The twenty percent increase in energy efficiency, he added, “is completely attainable” – this, “without a drop in well being or production”.
“Climate change is not just an environmental issue”, said Kofi Annan. “It is an all encompassing threat": engendering, as he put it, regional conflict, imperilling the world's food supply, and making areas unsuitable for animals and food harvest. The scientific consensus, according to Mr Annan, is becoming “not only more complete, but more alarming”. “And yet,” even with some scientists warning that we are “close to the point of no return", he complained, "we continue to exploit resources as if there no tomorrow, in a very unsustainable manner.” If we continue to consume energy at today's pace, warned Mr Annan, by 2020 we'll need 50% more energy to meet our needs. “Let no one say that we can not afford to make emission cuts," he concluded. "It will cost far less to cut emissions now than to pay for the consequences later”.

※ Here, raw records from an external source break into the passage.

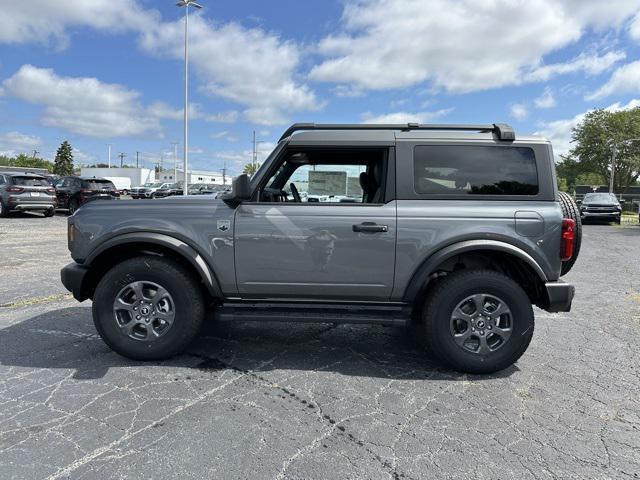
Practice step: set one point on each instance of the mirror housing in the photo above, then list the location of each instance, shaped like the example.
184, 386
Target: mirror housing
240, 190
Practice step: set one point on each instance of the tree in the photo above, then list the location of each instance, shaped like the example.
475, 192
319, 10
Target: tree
250, 168
63, 164
595, 137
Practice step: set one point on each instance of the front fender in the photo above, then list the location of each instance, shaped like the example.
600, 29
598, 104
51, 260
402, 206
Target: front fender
183, 249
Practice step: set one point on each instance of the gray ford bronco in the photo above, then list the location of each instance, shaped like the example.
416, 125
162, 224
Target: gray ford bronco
454, 230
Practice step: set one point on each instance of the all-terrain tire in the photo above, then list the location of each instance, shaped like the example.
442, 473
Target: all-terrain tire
186, 298
445, 297
570, 210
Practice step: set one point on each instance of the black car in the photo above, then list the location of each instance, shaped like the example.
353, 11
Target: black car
600, 206
23, 192
73, 192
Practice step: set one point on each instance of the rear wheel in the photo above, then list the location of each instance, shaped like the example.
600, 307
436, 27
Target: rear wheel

1990 Nobel laureate Mikhail Gorbachev, also speaking at the conference, drew on personal experience - both as a young man growing up in Stavropol and a rising star in the Communist Party - to explain how his understanding and appreciation of climate change grew over the years (leading him to found, in 1993, Green Cross International, an advocacy group). Europe, he later argued, had a lot to learn from the experience (and errors) of the USSR, where - by the mid-80s, under Gorbachev's glasnost - the "number one issue [on people's minds] was the environment".
The day before the conference, The 9th Energy Globe Awards for local environmental projects were presented by the Parliament, Commission and Council presidents. Projects from around the world promoting the use of clean and renewable energies competed in five different categories: Earth, Fire, Water, Air and Youth.
After a ballot in which guests could vote for their favourite project the Energy Globe World Award went to Austria (Fronius International GmbH: CO2-free transport).